Changed animation categories reshuffle race

The Academy of Television Arts and Sciences is resetting the clock for animation Emmys.

This year, the Academy is changing how it categorizes animated programs by length, grouping both longform and half-hour programs in a single category and replacing a juried special-class award for shortform animation with a full-fledged category for shows that run 15 minutes or less.

The redrawn boundaries will pit hourlong animated programs — usually specials or telepics based on successful series — against such half-hour powerhouses as “South Park,” “The Simpsons” and “American Dad!” (Fox’s “Family Guy” opted for the comedy series category last year and earned a nomination.)

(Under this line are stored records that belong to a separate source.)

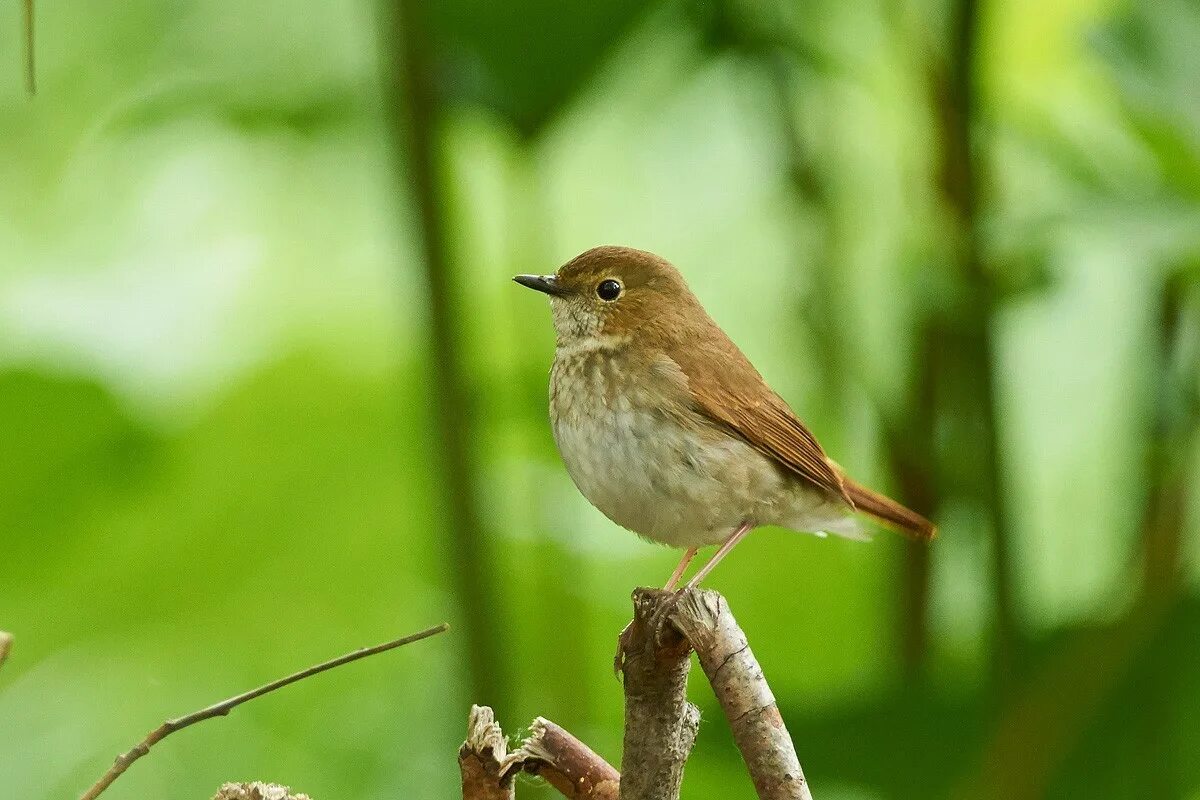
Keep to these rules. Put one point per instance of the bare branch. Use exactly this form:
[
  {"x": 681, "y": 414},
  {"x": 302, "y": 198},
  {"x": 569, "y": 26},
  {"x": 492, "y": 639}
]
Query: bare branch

In a not-unprecedented move, the Academy will split the categories’ five nominations between longform and half-hour series based on the proportion of entries: If 20 out of 50 entries are at least an hour long, then two of the five nominations will be for longform programs and three for shorter ones.

“This is recognition that there is one format on the wane, which is an hour or longer, and one that is waxing,” which is the short format, says John Leverence, senior VP of awards for the Academy.

The new shortform category clearly benefits Adult Swim’s block of mostly 15-minute comedy series aimed at older viewers, as well as for a lot of children’s shows that are produced in 15-minute segments and doubled up to fill a half hour slot.

“For us, it’s a great opportunity because we do a good majority of our programming quarter hours,” says Brian Miller, senior VP and general manager of Cartoon Network Studios.

Susan Bell, associate producer on the Adult Swim series “Robot Chicken” and “Titan Maximum,” says not having to go up against popular half-hour shows or the eclectic field of a special class award is much more attractive. “It’s hard to compete against ‘Family Guy’ or ‘The Simpsons’ or ‘South Park’ — those big, big names in animation,” Bell says.

The wild card comes from animated shorts on the Web, which Leverence says make up a significant number of submissions. “I don’t know of any other categories, stand-alone categories, that are as Web-centric as shortform animation,” he says.